Software built before 7 April 2019, even when being first run with a quarantine flag, shouldn’t require notarization in Mojave or Catalina.
Two types of software built from 7 April 2019 do require to be notarized, even when being installed on Mojave 10.14.5, according to Apple:
- kernel extensions, but only new extensions and new versions signed from 7 April 2019 onwards. If they aren’t notarized, there’s a workaround which bypasses checking of notarization, at least on Mojave;
- apps signed by new developers, whose first use of their code signing certificate occurred from 7 April 2019 onwards. This is likely to apply to very few products, and is apparently enforced in 10.14.5, although you can probably bypass it by using the Finder’s contextual Open command.
This article discusses how you can check whether an app, kernel extension or other code is notarized.
This changes again as of 1 June 2019 with respect to Catalina, but not (as far as we know) in Mojave. From that date onwards, all newly-signed apps and other executable code which undergo first run checks (because of a quarantine flag) are required to have been notarized. You can still run apps which haven’t been notarized or even remain unsigned in Catalina, though.

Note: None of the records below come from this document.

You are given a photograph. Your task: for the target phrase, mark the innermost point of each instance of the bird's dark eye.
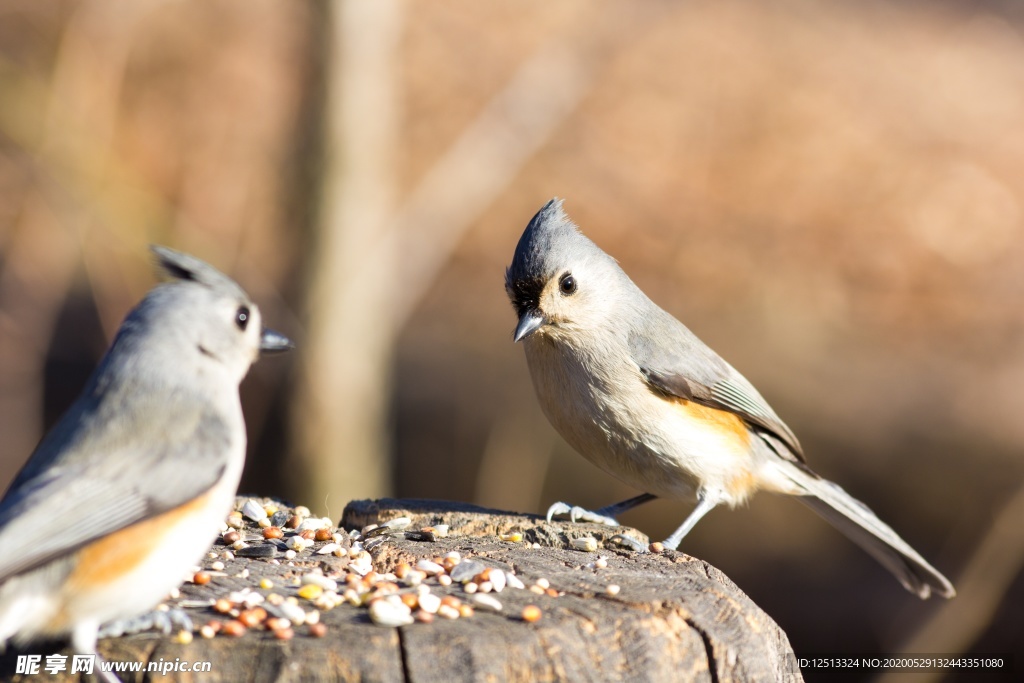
(566, 285)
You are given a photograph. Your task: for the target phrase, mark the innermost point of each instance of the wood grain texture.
(675, 619)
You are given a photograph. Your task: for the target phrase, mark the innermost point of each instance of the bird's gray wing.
(120, 470)
(675, 363)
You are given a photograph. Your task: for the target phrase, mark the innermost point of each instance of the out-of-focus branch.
(980, 589)
(546, 89)
(341, 407)
(72, 154)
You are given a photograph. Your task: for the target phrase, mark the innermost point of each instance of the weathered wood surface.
(675, 619)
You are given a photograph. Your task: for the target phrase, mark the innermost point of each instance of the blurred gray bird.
(636, 393)
(131, 486)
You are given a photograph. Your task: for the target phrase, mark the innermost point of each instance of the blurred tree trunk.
(341, 410)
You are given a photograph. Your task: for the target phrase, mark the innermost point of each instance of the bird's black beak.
(274, 342)
(529, 323)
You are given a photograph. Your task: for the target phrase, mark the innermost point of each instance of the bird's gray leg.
(706, 504)
(605, 515)
(83, 641)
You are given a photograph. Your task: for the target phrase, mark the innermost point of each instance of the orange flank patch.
(114, 555)
(724, 421)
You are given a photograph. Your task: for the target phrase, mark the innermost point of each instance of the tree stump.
(672, 617)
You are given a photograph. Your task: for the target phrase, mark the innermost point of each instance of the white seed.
(429, 567)
(297, 543)
(513, 581)
(586, 544)
(448, 611)
(253, 510)
(386, 612)
(320, 580)
(361, 563)
(313, 524)
(429, 602)
(486, 601)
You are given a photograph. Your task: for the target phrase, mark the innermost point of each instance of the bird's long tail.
(862, 526)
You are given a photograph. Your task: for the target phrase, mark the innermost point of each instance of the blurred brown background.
(830, 195)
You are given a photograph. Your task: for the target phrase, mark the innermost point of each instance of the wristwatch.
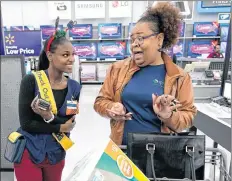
(50, 120)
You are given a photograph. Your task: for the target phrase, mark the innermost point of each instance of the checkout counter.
(212, 119)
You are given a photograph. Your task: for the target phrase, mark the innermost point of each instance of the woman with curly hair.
(147, 92)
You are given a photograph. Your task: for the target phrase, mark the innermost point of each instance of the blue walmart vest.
(42, 145)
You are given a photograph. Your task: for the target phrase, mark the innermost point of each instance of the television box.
(224, 30)
(88, 72)
(181, 29)
(205, 28)
(200, 48)
(110, 30)
(86, 50)
(111, 50)
(106, 162)
(48, 30)
(80, 31)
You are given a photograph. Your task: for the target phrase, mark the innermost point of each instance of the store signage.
(224, 17)
(26, 43)
(59, 8)
(120, 9)
(89, 9)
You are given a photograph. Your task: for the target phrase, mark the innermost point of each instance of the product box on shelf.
(130, 27)
(181, 29)
(102, 70)
(109, 30)
(205, 29)
(20, 28)
(111, 50)
(80, 31)
(200, 48)
(224, 30)
(86, 50)
(178, 49)
(48, 30)
(88, 72)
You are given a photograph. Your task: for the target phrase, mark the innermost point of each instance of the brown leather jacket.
(177, 83)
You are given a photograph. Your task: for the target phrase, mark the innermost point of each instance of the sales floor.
(90, 130)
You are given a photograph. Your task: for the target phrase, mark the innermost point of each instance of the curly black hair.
(164, 18)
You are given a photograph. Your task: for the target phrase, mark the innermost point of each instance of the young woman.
(148, 92)
(43, 157)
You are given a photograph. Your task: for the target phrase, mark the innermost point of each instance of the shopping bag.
(174, 156)
(106, 162)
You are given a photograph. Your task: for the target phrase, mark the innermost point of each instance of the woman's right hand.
(118, 112)
(68, 126)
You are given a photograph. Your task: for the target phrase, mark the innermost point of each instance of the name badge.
(72, 107)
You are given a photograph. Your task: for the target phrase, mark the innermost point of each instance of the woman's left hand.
(164, 105)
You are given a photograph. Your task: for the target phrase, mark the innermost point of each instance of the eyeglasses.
(140, 39)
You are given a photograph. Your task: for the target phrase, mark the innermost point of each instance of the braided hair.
(58, 38)
(164, 18)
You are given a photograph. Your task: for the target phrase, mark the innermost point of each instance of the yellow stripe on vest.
(47, 94)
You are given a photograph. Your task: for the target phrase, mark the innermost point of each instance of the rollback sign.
(27, 43)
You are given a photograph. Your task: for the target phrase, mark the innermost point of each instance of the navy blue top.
(137, 98)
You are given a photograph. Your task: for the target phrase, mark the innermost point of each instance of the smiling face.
(62, 58)
(145, 44)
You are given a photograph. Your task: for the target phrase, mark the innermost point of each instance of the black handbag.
(15, 146)
(173, 156)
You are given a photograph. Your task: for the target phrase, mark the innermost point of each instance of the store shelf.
(91, 82)
(184, 59)
(115, 39)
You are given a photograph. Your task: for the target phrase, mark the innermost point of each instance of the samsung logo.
(89, 6)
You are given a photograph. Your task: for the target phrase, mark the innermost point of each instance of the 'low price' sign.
(28, 43)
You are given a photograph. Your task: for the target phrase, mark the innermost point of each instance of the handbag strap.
(189, 166)
(150, 147)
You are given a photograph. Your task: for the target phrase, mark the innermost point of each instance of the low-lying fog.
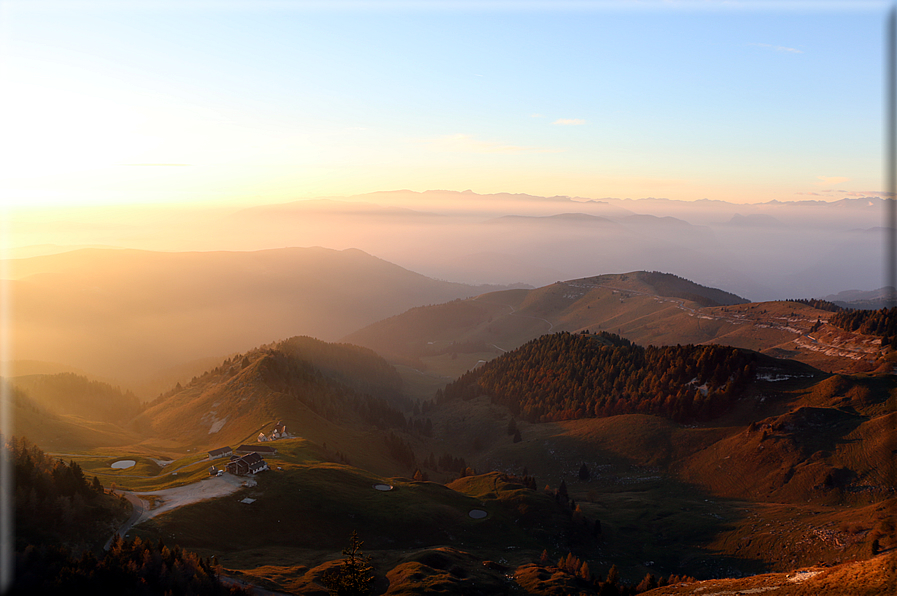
(131, 314)
(760, 251)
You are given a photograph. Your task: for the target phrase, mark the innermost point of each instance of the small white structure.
(279, 432)
(221, 452)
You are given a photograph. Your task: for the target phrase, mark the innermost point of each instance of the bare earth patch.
(172, 498)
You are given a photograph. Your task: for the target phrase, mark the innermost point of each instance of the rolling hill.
(645, 307)
(126, 314)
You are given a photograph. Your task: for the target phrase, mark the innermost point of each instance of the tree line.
(130, 568)
(51, 489)
(568, 376)
(882, 322)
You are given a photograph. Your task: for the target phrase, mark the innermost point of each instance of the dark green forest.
(569, 376)
(882, 322)
(51, 489)
(130, 568)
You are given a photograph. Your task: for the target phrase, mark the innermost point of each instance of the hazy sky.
(266, 102)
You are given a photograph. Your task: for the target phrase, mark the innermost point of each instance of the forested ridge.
(882, 322)
(130, 568)
(569, 376)
(667, 284)
(51, 489)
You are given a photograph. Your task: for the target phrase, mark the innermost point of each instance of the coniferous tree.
(354, 575)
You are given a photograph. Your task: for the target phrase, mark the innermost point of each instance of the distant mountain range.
(645, 307)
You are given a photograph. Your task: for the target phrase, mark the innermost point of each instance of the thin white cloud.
(778, 48)
(462, 143)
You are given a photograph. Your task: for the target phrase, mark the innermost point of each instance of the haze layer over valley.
(767, 251)
(255, 335)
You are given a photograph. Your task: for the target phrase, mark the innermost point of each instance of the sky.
(237, 103)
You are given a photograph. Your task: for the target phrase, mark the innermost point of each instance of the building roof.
(251, 458)
(256, 448)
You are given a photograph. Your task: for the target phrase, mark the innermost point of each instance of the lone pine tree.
(354, 575)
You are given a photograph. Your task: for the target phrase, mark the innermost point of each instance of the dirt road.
(172, 498)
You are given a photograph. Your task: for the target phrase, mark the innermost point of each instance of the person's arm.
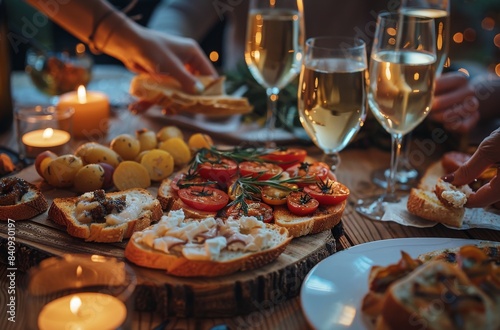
(106, 29)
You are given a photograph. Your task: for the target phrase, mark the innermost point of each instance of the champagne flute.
(332, 93)
(400, 88)
(273, 51)
(439, 10)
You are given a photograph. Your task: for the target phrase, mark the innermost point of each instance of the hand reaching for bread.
(486, 155)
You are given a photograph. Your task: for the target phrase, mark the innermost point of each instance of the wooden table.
(354, 171)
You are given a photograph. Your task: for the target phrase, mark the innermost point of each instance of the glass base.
(374, 207)
(406, 178)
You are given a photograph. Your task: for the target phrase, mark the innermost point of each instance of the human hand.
(485, 156)
(154, 52)
(455, 104)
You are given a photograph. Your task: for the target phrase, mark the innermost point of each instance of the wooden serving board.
(232, 295)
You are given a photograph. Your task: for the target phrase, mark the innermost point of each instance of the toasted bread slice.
(411, 303)
(96, 219)
(20, 200)
(207, 247)
(324, 218)
(166, 92)
(425, 204)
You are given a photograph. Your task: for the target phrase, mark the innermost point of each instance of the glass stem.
(272, 104)
(396, 141)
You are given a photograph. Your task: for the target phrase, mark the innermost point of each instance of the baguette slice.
(426, 204)
(169, 245)
(20, 200)
(141, 209)
(166, 92)
(438, 295)
(322, 219)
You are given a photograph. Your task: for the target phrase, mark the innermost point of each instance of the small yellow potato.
(199, 141)
(178, 149)
(169, 132)
(126, 145)
(159, 164)
(61, 171)
(93, 152)
(129, 174)
(89, 178)
(147, 139)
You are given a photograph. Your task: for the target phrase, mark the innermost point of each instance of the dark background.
(477, 51)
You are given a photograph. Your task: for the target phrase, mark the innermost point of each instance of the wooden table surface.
(355, 170)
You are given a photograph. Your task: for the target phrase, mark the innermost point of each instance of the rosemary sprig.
(248, 187)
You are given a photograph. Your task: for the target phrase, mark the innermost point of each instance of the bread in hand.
(437, 295)
(166, 92)
(20, 200)
(437, 200)
(324, 218)
(100, 217)
(206, 247)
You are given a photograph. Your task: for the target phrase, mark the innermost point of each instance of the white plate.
(332, 291)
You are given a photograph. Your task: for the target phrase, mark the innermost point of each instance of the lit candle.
(91, 111)
(87, 310)
(40, 140)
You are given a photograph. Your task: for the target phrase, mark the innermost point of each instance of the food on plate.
(438, 296)
(438, 201)
(20, 200)
(166, 92)
(238, 182)
(98, 216)
(437, 291)
(61, 171)
(126, 145)
(380, 279)
(206, 247)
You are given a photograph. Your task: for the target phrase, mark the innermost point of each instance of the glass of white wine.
(332, 93)
(273, 50)
(439, 10)
(400, 89)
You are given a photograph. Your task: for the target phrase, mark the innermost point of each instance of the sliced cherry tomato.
(259, 170)
(301, 203)
(328, 192)
(204, 198)
(219, 170)
(276, 196)
(188, 179)
(318, 170)
(256, 209)
(286, 158)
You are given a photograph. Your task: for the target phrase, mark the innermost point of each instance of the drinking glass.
(400, 88)
(439, 10)
(273, 51)
(332, 93)
(55, 72)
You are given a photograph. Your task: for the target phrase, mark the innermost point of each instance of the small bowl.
(58, 72)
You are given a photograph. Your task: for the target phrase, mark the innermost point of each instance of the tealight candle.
(40, 140)
(85, 310)
(91, 111)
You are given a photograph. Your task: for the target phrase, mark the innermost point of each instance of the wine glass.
(332, 93)
(273, 51)
(400, 88)
(55, 72)
(439, 10)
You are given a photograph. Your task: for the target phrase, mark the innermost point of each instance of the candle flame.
(74, 304)
(82, 94)
(47, 133)
(79, 271)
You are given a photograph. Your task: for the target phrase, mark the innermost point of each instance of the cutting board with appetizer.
(225, 229)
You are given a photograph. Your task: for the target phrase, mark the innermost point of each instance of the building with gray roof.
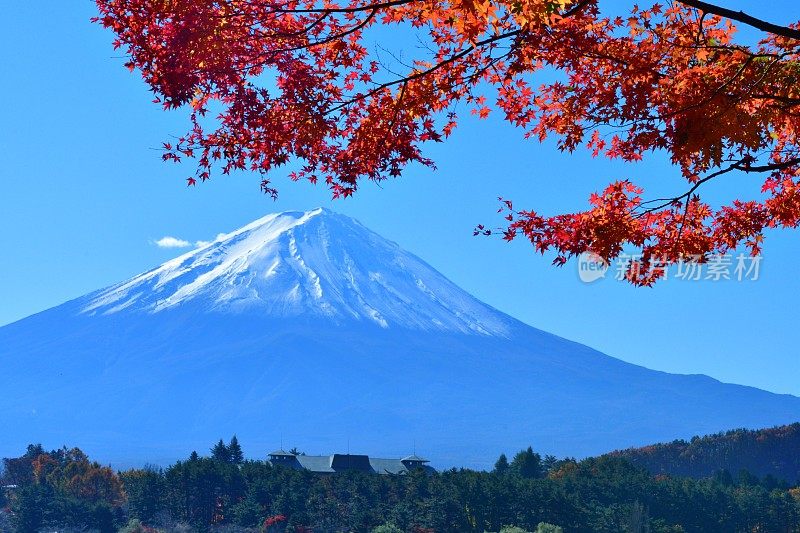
(344, 462)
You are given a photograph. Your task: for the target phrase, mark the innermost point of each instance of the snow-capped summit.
(315, 263)
(310, 326)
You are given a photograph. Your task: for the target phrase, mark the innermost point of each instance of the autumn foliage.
(270, 82)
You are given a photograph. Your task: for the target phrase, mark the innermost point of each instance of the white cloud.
(172, 242)
(201, 244)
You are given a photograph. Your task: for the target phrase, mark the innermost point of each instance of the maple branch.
(742, 165)
(741, 16)
(422, 73)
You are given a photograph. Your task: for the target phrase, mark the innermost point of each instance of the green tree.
(236, 456)
(501, 465)
(220, 452)
(527, 464)
(146, 493)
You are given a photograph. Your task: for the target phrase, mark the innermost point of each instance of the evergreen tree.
(220, 452)
(501, 466)
(235, 451)
(527, 464)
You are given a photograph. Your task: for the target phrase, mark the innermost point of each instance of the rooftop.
(341, 462)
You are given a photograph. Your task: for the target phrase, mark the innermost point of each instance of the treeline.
(63, 489)
(771, 452)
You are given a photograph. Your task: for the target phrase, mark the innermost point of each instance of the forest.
(764, 452)
(222, 491)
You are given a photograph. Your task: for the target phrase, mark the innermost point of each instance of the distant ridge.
(773, 451)
(311, 326)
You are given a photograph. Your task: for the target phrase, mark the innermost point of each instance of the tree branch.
(741, 16)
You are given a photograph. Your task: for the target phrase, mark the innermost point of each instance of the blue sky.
(84, 195)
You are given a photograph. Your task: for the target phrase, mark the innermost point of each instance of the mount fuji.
(308, 328)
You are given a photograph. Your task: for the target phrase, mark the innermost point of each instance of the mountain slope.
(308, 326)
(772, 451)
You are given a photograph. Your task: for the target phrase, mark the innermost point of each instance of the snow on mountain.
(311, 327)
(316, 263)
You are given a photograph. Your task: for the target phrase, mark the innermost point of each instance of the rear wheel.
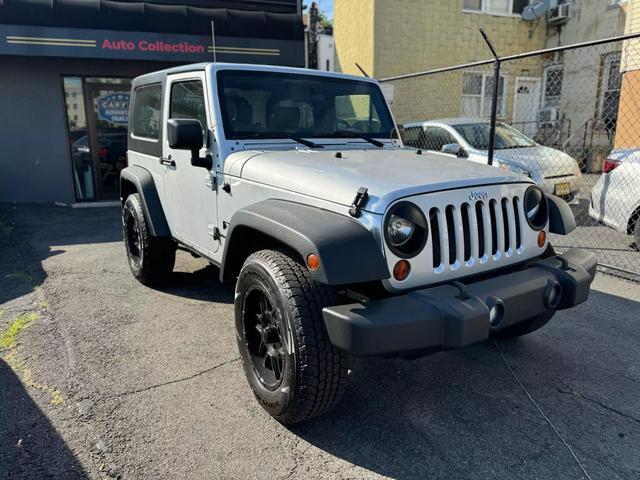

What benefits does notarization bring?
In Mojave, although there are mechanisms for checking notarization, there might appear to be no direct benefits to the user other than the added confidence of knowing that Apple has checked them for malware, as their first run dialog states.
In fact, both Mojave and Catalina are quite different from High Sierra. In addition to undergoing first run checks, hardened (thus all newly notarized, but not legacy) apps run in a protected environment which isn’t a sandbox (already used for App Store and other apps), but which severely limits the ability of malware to hijack them.
Code which they run is subject to signature checking, and their own integrity may be checked at times too. Their code signatures aren’t going to be largely ignored after first run, and some kinds of tampering with a hardened app should make it impossible to open without it crashing immediately. These additional layers of security are provided by the SIP mechanism. Where they need to, hardened apps can opt out of some of that protection, but by default they should benefit from it. Notarization is for life, not just first run.
Protections claimed by Apple include:
- code can’t create executable memory without it being associated with a code signature;
- when read from storage, all code and data mapped into the running code must match their code signatures;
- code which is modified in memory and doesn’t match its signature can’t be executed;
- protection from code injection and dylib hijacking.
Do your own apps need to be notarized too?
If you build your own apps, using Automator, AppleScript, another scripting system or even Xcode, you don’t need to acquire a developer ID, code signing certificate, and start notarizing them unless you provide them to others via the Internet. Catalina still runs apps which haven’t been notarized or even signed, including those built after 1 June 2019. But you may find them more complex to run, and they don’t of course benefit from any of new security protection unless they’re signed and hardened.
Apple has, though, announced that it intends that a future version of macOS (possibly 10.16) will not run unsigned code so readily. How that will affect those who build their own apps isn’t yet clear. Let’s get notarization sorted first.
One other factor which might have played a role in all this is the version of Xcode and its SDK which software is built with, but Apple doesn’t suggest anywhere that might be the case. It is of importance when considering Catalina’s new privacy protection – a subject I will cover here soon.
Thanks to Rosyna Keller @rosyna for corrections to the benefits of the hardened runtime given above, pointing out that these also apply to Mojave and haven’t changed in Catalina.